We are running a survey to help us improve the experience for all of our members. If you see the survey appear, please take the time to tell us about your experience if you can.
hi,
my application use android java JNI to process camera vidéo in real time. The C part use openCL and multicore threading with médiatek 9200+ and mali G715.
Something strange append with the application. After fews seconde of processing, 70-80 frames, i go from 60-70ms per frame to 140-160 per frame.
What i am doing :
1) i do some kernel to conver YUV and extract data
2) Then i procees the extracted data with CPU multicore threading(4 thread at the time) 7 time.
3) Then i use kernel again to extract data and send it back to Java.
If i remove all the CPU work, the GPU time remain stable between 20ms at the begining(70-80 frames) to 40-45. But with the CPU work time increase dramaticly after 70-80 frame using the same amount of input data. The same problem appened with my old mali g72 after 20 frames.
I tried to use streamline, but as i run windows7 i cannot have the analizer, how just run from windows10. But i can get the graph and i remarked a strange activity on the GPU.
1) the Mali Memory Read Latency after to get red after the 70-80 frames. (it show 25 mega beats ?)
2) the Mali geométry culling rate start to ocsillate. (it show 100%)
3) the Mali geométry efficiency start to ocsillate. (it show 3 trheads)
4) Mali Early ZS rate is red
and many other thing start to ocillate. But Device Thermal State is 100% green.
in fact after 70-80 frames a lot of thing start to ocsillate.
And streamline is to complicated for me. there is too much things to know and anderstant. I do not have the time.
So i am wondering if it could be possible for an expert to analyse it.

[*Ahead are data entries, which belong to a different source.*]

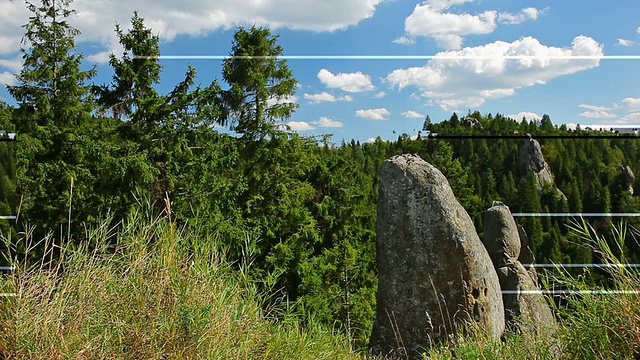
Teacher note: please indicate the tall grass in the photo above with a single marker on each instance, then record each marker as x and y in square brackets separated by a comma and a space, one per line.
[603, 325]
[594, 323]
[146, 290]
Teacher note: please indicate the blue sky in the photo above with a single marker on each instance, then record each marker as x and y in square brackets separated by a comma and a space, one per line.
[517, 58]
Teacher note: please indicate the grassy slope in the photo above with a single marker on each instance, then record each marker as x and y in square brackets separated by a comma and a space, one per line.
[161, 294]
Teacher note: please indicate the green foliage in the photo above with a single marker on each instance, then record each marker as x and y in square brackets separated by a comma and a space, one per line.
[260, 83]
[54, 115]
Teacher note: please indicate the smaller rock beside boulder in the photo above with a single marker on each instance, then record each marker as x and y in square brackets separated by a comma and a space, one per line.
[526, 255]
[525, 307]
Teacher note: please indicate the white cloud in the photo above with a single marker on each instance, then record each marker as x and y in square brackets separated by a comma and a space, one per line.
[633, 104]
[284, 100]
[625, 42]
[525, 14]
[599, 108]
[468, 77]
[412, 114]
[374, 114]
[404, 40]
[351, 82]
[327, 122]
[101, 57]
[632, 118]
[299, 126]
[14, 64]
[525, 114]
[447, 28]
[7, 78]
[325, 96]
[96, 19]
[597, 114]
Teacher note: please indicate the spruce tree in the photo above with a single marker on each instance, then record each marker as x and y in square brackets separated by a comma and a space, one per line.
[54, 113]
[260, 83]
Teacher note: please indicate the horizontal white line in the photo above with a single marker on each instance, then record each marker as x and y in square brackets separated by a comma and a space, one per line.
[583, 265]
[572, 214]
[570, 292]
[392, 57]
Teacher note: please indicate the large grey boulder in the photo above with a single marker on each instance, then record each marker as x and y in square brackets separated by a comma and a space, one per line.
[434, 273]
[525, 307]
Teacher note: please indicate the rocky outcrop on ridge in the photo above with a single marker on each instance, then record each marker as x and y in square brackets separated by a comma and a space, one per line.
[525, 307]
[470, 122]
[434, 272]
[628, 176]
[532, 162]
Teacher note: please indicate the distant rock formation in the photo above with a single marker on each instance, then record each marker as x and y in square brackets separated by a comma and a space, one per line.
[470, 122]
[526, 254]
[628, 176]
[434, 272]
[532, 162]
[525, 307]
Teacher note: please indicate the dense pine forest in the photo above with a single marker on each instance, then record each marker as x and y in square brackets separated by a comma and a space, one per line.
[298, 214]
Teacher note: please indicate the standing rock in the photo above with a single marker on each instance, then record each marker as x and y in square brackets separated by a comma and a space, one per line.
[470, 122]
[526, 255]
[525, 307]
[532, 162]
[434, 273]
[501, 235]
[628, 176]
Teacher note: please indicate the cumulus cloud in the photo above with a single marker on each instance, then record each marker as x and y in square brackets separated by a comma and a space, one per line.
[525, 114]
[633, 104]
[284, 100]
[327, 122]
[325, 96]
[525, 14]
[453, 79]
[625, 42]
[448, 29]
[169, 19]
[351, 82]
[597, 114]
[412, 114]
[300, 126]
[14, 64]
[599, 108]
[374, 114]
[7, 78]
[404, 40]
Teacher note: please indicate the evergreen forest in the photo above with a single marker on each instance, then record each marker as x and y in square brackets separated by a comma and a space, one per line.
[296, 214]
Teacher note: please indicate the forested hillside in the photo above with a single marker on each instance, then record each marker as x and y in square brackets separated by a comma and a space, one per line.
[301, 210]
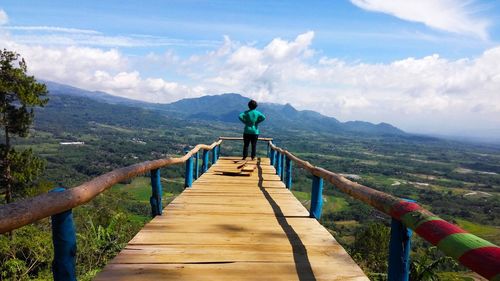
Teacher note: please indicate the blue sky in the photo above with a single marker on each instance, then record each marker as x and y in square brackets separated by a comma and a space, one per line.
[424, 65]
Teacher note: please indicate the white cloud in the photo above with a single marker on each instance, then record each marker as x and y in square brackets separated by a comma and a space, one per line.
[51, 29]
[63, 36]
[428, 94]
[3, 17]
[448, 15]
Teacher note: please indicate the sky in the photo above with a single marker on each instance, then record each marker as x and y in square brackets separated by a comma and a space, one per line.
[425, 66]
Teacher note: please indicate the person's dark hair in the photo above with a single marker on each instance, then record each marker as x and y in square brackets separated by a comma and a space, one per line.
[252, 104]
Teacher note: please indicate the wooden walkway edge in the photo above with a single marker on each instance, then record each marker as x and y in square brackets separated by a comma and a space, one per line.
[228, 227]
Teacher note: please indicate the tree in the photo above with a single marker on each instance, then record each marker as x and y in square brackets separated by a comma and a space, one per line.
[19, 94]
[371, 247]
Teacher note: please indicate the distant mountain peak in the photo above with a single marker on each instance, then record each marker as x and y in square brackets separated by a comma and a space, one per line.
[226, 107]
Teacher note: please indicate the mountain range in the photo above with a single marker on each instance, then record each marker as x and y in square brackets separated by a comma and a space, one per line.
[226, 107]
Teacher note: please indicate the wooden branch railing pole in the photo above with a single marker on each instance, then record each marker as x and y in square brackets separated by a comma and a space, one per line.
[204, 166]
[156, 190]
[64, 241]
[288, 181]
[188, 181]
[316, 198]
[197, 165]
[282, 169]
[268, 150]
[278, 163]
[214, 155]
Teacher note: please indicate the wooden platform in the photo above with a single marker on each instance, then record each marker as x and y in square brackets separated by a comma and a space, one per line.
[234, 228]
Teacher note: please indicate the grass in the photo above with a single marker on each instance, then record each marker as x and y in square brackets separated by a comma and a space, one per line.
[490, 233]
[140, 188]
[330, 203]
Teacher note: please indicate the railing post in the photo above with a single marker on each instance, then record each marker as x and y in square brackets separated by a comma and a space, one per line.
[64, 241]
[155, 199]
[214, 155]
[278, 163]
[204, 166]
[197, 165]
[282, 175]
[188, 181]
[316, 198]
[399, 251]
[288, 181]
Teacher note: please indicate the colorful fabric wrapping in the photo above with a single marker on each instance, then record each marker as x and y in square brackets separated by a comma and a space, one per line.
[473, 252]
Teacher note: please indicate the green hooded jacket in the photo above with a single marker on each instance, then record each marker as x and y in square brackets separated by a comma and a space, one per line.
[251, 119]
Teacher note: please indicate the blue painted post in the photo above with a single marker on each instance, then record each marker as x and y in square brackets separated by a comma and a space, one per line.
[278, 163]
[288, 181]
[155, 199]
[204, 166]
[64, 241]
[282, 169]
[214, 155]
[197, 165]
[399, 251]
[188, 181]
[316, 198]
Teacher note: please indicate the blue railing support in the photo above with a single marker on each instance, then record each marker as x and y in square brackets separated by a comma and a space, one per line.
[288, 181]
[204, 165]
[64, 241]
[399, 251]
[316, 198]
[278, 163]
[188, 181]
[156, 190]
[197, 165]
[282, 170]
[214, 155]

As i said i had the same problem on old maliG78 so at some point there is something that goes wrong using in alternance GPU-CPU-GPU. In one of my post about SVM someone told me that using GPU and CPU was not a good odea. But i cannot do with GPU what i am doing with GPU. Or i do not know how to do with GPU what i am doing with CPU. At some time i need to procces data with CPU.
thanks for the help.
Happy to take a look if you can share a debuggable APK or the Streamline capture. Feel free to email performancestudio@arm.com.

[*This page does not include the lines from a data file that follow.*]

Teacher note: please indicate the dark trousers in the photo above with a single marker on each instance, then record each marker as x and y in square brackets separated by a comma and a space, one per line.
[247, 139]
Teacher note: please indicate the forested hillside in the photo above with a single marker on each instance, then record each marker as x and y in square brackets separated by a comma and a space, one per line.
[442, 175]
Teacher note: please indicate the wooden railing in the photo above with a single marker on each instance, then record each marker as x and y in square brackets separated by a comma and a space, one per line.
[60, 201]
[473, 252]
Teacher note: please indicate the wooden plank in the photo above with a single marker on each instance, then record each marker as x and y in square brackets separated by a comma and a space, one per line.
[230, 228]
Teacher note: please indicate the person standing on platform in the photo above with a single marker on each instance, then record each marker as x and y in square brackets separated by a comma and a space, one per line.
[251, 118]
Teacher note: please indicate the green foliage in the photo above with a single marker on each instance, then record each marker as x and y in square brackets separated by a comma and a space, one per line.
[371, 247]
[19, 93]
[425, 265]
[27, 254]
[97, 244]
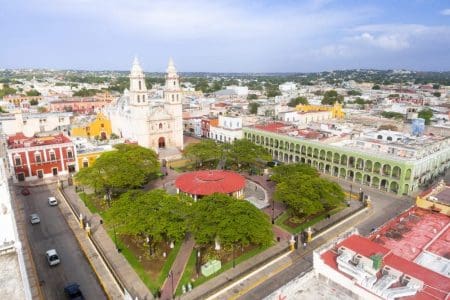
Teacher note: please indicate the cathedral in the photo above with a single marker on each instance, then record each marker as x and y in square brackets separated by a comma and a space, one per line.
[152, 119]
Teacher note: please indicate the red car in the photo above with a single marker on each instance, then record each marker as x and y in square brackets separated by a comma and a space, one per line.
[25, 191]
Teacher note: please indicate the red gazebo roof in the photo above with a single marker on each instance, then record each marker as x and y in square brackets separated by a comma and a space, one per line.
[209, 182]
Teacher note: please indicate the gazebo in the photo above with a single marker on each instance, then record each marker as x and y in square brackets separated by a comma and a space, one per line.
[203, 183]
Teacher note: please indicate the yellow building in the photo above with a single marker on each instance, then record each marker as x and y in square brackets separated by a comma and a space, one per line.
[436, 199]
[86, 158]
[336, 109]
[99, 128]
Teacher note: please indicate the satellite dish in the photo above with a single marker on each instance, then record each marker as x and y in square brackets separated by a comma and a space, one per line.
[28, 131]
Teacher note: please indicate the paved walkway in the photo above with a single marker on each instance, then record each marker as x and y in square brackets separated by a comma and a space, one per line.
[177, 269]
[118, 263]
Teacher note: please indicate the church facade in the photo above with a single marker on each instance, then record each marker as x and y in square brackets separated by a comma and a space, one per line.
[152, 119]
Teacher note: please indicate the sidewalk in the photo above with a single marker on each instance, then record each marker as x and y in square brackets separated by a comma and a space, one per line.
[177, 269]
[122, 269]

Thank a lot. i will send you a debuggable APK late today.
thanks again.
did you receive my e-mail ?
hi again,
I made some more testing.
1)I removed the data transfer from GPU to CPU (enqueueMapBuffer). So multicore processing process zéro data and trtake 1 to 2 ms. And i removed the transfer from CPU to GPU (enqueueWriteBuffer or cl::bufferCL_MEM_READ_ONLY|CL_MEM_USE_HOST_PTR because i tested with the two possibility of transfer) and i removed the final GPU to JNI buffer for display (enqueueReadBuffer). But i the process time still double after few frames.
2)
I also tried to remove tha all JNI call, so no more openCL and no more multicore threading. In this case the speed is stable and the streamline is not balancing anymore.
3)
i also tried to only remove all the CPU processing and keep only the OpenCL, YUV transfor and all the read and write to CPU.and in this case i remaked that at time double after 20 frame and that the Mali Memory Read Lantency start to get very red after 7 seconde like if the CPU were processing data. so from 7ms for the éà first frame then 20ms. And if i removed all the GPU/CPU transfer there is still i little bit of red and frame are processed fromm 0ms to 4ms after 7 seconde.
So it look like there is somehing wrong when transfering data from GPU to GPU and GPU to CPU. And of course CPU processing data increase with the amount the data processed. And the good indicator is the Mali Mémory Read Latency. But it may be something alse. I am not good enough to help more.
> Did you receive my e-mail?
No, sorry. Can you try sending to peter.harris@arm.com.
it is done. Let me know if you got it.
No, sorry =(
Surprising.
Sorry but as you can see. I send it 3 times. The last time was today 14/09/2025 at 15:59 and the first time the 03/09/2025 at performancestudio@arm.com.
and the confirmation for the last one. So if yoi have not received it. I come from ARM how stop it for some reason ?
Strange ;))
So by the way i show you the result of the streamline. As i said the trouble start from 7 secondes. But i forgot to save the time picture. But you can see it in the Mali Geometry Usage and Mali GPU Utilization.
I did some test this morning. And this time i removed all the multi core threading. And the big surprise is there is no more double time. So i conclude that it is the use of the CPU or multicore threading that cause the problem. All OpenCL command are fine, enqueuemapbuffer, enqueuewritebuffer and enqueuereadbuffer.
It look like the massive usage of the CPU is my problem. As soon as i start the massive CPU work the problem appends. But i do not anderstand why it slow done after alway the same amount of frame proceced.